As pesquisas científicas privadas e estatais foram fundamentais também para

diminuir o tempo de produção e para aumentar a produção e produtividade. Os ganhos

mais relevantes na redução do tempo de produção foram na pecuária, na suinocultura e

na avicultura. Mann e Dickinson (1987, p. 16) ressaltam que [..] existem certas esferas da produção agrícola onde constrangimentos naturais operam efetivamente no sentido de impedir qualquer redução significativa do tempo de produção. Consequentemente, o capital irá se afastar de tais áreas de produção precisamente porque o tempo de rotação, como o tempo de produção, é relativamente fixo.

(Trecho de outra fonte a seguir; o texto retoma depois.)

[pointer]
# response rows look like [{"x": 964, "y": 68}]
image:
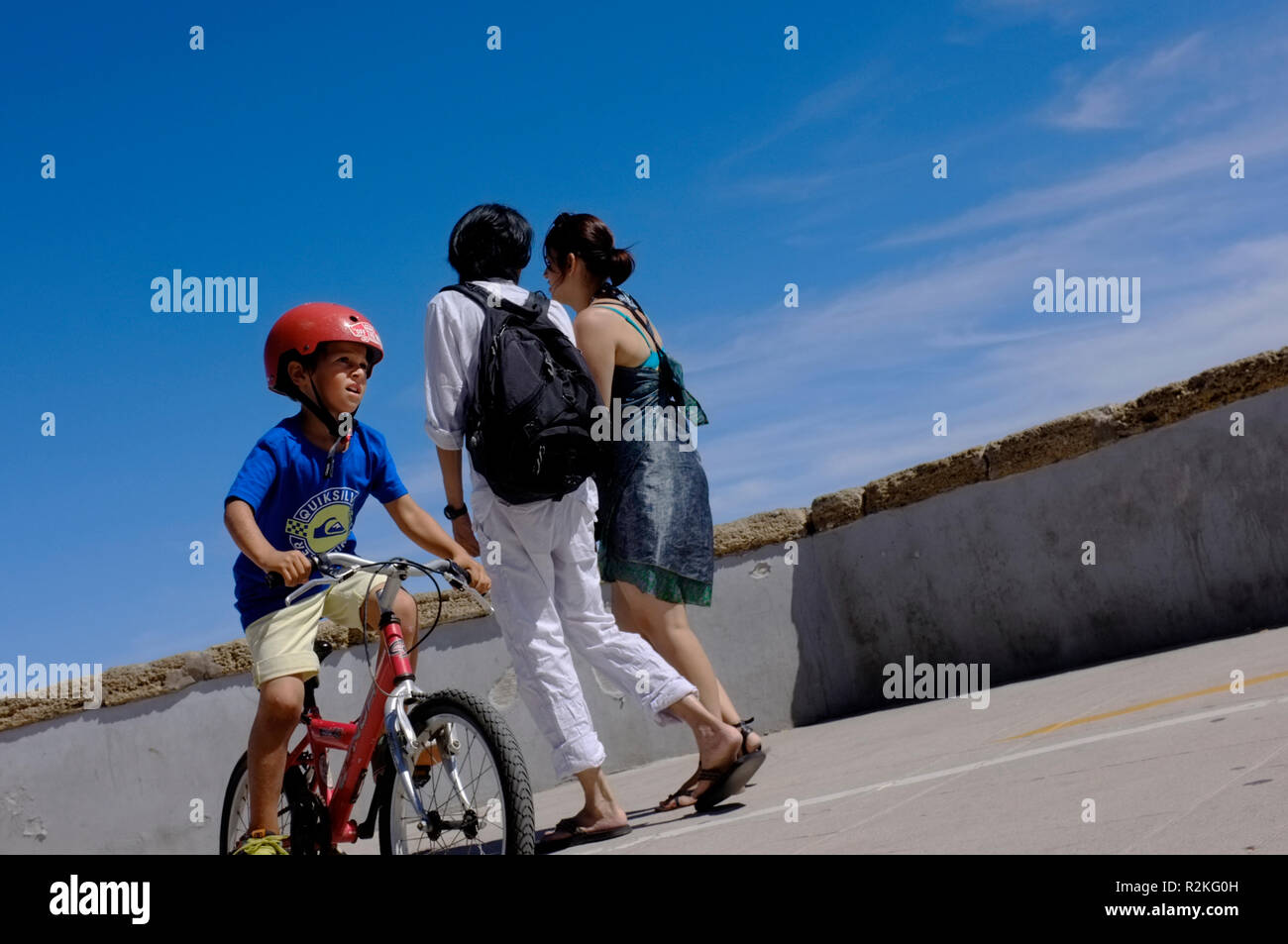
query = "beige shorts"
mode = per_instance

Os avanços tecnológicos ocorridos nas atividades rurais, após a década de

1960, conforme Graziano da Silva (1996), são caracterizados pela incorporação do

progresso técnico, cujo papel fundamental é o de fabricar instrumentos apropriados para

aumentar a produtividade da terra e do trabalho e também para submeter o processo

produtivo ao capital. Assim, as inovações tecnológicas permitem fortalecer a dominação

do capital sobre o trabalho, com aumento das formas de apropriação da mais valia

absoluta e relativa. Todavia, é importante considerar, conforme o autor supracitado, que

a aplicação de tecnologias não é especificamente dirigida contra os trabalhadores, nem

contra a natureza, está puramente a favor do capital.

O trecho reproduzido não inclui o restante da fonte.